It doesn’t feel to me like love lives in twinkling eyes or thigh gaps, in peach emoji posteriors or bronzed, unaged skin.
It seems to me like love lives in a double chin that protrudes when she looks down at her cell phone to check in with her faux world.
It seems to me like love lives in his breath after it’s been laden with whiskey—cotton-mouthed and heavy.
It’s her giraffe-like gait, like she’d studied the species and copied the way it awkwardly trundles through existence.
That is where the heart has to open for the long run of it, if there is to be a long run at all.
And I worry. I worry we’ve never been further away from admiring that her left breast is bigger than the right, but only slightly. From treasuring those centimeters of differential breast tissue as evidence of a real life lived, of another person moving through space, and conflict, and cellular growth and decay.
In every generation there is an instruction on the normative standard of beauty and behavior, but has it ever been so downright addictive?
I have sat and scrolled for hours too. I have found hits of bliss in an unending highway of female bodies of my preference, juxtaposed by beaches both near and far. I have sought transcendence from the mundane as I watched old lovers, friends, and strangers hand over their micro validations of my identity in the form of tiny digital hearts.
But where do I go for my heart to open? For the long run of it?
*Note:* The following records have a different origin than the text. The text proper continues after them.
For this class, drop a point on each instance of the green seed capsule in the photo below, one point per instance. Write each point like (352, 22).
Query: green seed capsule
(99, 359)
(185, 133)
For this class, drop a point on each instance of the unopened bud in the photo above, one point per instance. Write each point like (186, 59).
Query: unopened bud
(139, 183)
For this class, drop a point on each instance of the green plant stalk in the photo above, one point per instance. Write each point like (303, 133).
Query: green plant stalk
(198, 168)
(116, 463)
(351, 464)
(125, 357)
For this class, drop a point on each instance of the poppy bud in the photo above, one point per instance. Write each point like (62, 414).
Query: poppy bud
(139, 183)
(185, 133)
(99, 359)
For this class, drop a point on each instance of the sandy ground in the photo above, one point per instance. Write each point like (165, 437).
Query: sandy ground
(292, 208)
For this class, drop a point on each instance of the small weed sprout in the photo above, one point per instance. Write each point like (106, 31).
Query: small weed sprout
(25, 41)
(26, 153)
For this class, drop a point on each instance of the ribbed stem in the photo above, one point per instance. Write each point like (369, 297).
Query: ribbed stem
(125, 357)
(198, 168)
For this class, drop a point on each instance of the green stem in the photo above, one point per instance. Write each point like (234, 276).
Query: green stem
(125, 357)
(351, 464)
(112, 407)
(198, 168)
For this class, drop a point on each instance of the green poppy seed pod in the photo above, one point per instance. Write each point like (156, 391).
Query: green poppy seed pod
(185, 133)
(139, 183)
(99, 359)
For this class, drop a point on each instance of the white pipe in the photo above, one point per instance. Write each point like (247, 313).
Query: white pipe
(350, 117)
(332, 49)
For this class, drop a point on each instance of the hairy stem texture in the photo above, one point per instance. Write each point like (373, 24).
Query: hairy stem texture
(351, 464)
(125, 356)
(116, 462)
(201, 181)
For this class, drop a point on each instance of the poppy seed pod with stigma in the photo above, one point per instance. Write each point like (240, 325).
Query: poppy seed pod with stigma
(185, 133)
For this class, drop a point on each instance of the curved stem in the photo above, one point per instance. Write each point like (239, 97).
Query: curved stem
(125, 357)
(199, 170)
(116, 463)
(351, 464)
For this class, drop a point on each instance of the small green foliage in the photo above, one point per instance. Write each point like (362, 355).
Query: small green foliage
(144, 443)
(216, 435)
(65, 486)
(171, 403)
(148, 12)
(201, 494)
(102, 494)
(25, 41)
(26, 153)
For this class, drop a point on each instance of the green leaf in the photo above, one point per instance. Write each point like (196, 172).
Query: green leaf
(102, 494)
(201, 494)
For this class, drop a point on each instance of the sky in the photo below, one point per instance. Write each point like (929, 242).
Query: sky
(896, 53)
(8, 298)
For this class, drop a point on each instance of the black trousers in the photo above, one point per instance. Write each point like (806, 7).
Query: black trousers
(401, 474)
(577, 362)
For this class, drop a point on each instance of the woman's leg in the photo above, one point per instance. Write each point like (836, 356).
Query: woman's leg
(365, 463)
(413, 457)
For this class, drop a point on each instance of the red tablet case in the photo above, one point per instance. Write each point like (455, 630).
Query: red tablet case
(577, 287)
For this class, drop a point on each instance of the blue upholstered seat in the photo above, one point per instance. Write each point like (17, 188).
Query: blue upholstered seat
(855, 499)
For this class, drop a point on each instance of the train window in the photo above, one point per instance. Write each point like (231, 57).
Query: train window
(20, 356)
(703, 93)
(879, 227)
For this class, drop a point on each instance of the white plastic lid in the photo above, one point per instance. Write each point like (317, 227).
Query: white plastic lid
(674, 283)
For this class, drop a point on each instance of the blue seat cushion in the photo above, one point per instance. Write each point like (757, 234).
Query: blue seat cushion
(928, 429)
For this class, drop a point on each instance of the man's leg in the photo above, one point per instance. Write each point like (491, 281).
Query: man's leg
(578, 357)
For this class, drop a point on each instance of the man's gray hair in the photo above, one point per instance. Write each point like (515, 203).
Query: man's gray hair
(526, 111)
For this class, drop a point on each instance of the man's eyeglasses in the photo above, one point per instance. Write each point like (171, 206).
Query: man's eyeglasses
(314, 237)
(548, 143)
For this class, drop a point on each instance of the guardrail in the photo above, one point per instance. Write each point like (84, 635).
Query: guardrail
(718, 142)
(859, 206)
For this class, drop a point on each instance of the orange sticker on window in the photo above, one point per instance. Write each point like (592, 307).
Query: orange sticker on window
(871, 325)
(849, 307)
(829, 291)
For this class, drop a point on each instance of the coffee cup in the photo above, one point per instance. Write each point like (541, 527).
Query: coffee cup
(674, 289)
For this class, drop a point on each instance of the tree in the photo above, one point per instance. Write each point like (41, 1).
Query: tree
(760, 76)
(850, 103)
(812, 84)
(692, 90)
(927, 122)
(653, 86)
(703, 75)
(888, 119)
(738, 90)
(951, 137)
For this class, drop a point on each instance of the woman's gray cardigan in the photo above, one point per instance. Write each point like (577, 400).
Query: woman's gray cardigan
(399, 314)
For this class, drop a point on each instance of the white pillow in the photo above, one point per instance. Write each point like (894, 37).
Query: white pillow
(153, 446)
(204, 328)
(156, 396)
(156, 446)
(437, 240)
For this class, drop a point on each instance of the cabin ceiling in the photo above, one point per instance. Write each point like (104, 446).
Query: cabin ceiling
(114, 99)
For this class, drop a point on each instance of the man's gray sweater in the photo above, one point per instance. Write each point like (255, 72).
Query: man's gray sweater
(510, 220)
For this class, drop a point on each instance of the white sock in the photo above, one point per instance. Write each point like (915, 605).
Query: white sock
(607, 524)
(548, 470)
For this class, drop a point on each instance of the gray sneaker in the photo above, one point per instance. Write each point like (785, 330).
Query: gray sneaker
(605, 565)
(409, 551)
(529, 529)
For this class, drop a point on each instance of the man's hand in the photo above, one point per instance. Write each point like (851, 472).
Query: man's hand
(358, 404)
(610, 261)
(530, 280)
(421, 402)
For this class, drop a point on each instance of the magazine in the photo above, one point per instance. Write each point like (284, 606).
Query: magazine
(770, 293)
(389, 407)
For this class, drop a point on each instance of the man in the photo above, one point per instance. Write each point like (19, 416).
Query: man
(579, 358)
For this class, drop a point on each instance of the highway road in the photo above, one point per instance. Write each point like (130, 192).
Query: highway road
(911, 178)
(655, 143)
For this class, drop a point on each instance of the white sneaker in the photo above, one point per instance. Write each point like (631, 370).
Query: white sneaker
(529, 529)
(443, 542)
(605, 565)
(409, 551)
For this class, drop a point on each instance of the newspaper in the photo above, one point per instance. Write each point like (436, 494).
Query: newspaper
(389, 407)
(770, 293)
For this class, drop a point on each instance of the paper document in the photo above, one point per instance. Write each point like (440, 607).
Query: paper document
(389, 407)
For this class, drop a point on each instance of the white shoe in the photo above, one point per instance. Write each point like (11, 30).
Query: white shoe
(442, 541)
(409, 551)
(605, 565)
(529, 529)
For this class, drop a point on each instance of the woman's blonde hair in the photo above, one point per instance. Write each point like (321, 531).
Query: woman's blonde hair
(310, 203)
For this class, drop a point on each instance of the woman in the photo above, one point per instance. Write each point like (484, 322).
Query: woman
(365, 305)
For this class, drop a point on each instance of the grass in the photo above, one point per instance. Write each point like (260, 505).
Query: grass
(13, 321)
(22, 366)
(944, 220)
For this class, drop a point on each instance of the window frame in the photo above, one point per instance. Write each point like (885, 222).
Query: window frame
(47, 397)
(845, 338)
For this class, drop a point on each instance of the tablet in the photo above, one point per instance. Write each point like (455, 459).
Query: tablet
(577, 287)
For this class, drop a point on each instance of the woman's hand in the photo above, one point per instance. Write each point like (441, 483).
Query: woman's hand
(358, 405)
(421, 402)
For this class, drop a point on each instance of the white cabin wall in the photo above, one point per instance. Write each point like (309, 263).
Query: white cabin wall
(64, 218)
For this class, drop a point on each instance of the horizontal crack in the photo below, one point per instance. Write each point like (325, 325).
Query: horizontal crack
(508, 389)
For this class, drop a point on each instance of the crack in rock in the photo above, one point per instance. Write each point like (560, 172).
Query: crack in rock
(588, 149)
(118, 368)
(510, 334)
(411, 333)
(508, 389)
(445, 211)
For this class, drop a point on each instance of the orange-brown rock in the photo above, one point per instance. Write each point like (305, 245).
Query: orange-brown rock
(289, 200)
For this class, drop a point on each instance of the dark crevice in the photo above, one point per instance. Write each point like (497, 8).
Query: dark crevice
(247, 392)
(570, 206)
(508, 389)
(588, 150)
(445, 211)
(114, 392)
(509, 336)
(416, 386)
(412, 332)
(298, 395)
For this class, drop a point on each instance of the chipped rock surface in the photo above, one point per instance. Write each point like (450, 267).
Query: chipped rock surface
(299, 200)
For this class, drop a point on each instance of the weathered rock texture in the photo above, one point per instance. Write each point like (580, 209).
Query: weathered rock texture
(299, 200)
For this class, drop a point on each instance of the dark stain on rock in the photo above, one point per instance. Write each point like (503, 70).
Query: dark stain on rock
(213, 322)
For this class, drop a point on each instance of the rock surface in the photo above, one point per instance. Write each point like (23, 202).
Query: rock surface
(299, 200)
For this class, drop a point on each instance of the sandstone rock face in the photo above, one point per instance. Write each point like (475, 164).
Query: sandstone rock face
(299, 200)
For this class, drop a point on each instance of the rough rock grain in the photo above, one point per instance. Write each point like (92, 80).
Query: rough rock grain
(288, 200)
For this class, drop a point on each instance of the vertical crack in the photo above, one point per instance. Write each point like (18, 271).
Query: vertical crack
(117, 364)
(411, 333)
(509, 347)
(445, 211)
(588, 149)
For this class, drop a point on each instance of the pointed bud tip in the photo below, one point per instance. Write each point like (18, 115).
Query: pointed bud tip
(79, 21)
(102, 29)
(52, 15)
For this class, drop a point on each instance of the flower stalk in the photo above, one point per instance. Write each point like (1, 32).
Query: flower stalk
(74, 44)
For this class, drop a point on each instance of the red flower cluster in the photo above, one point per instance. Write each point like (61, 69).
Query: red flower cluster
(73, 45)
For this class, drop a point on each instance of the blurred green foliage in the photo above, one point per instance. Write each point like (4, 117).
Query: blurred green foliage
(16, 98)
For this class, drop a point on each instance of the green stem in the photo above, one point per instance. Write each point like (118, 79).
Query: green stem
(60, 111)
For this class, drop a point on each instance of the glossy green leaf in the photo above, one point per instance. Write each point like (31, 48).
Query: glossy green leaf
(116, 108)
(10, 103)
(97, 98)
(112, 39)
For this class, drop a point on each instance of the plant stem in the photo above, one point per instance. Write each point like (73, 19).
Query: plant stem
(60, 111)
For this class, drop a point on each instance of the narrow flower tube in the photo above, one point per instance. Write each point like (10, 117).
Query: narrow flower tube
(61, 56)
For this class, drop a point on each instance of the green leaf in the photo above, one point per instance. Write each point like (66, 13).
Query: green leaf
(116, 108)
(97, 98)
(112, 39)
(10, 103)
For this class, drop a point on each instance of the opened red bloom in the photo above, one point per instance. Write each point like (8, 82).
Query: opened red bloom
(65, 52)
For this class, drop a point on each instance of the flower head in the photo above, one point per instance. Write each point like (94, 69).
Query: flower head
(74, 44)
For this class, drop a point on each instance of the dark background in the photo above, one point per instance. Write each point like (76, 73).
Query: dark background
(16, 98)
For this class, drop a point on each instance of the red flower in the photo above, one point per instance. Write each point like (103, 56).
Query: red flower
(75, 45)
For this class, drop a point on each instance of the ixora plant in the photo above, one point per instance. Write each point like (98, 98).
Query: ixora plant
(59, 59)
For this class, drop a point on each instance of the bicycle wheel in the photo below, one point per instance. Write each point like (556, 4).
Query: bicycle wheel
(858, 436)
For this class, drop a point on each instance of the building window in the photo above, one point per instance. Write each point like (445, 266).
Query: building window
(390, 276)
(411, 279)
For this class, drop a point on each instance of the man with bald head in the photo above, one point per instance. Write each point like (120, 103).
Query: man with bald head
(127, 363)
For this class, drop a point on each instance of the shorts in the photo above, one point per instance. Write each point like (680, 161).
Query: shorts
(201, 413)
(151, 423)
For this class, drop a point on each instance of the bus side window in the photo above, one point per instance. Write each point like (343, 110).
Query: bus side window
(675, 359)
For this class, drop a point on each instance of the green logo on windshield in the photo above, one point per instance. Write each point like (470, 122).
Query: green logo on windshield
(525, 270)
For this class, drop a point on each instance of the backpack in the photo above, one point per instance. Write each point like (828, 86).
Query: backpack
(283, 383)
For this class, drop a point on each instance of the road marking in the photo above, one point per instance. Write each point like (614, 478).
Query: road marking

And how much worse if you plan to live by the bounty of your creative expression? For now not only does the ego rise and fall by the stroke of the digital herd, grazing and chewing its cud of approval across the globe, but your bank account with it.
When we have all become influencers, who is left to be influenced?
It doesn’t seem to me that love lives in branding.
It seems to me like love lives in the sweat stains of your partner’s crumpled dress shirt after a long day and the goopy makeup tears of an uncomfortable interaction. It lives in the 103-degree fever Tylenol delivery. In the I-can-barely-leave-my-bed commiseration. In the “maybe I can’t change this, just not yet, or today.”
That seems to me a house worth building, for whatever love might really be.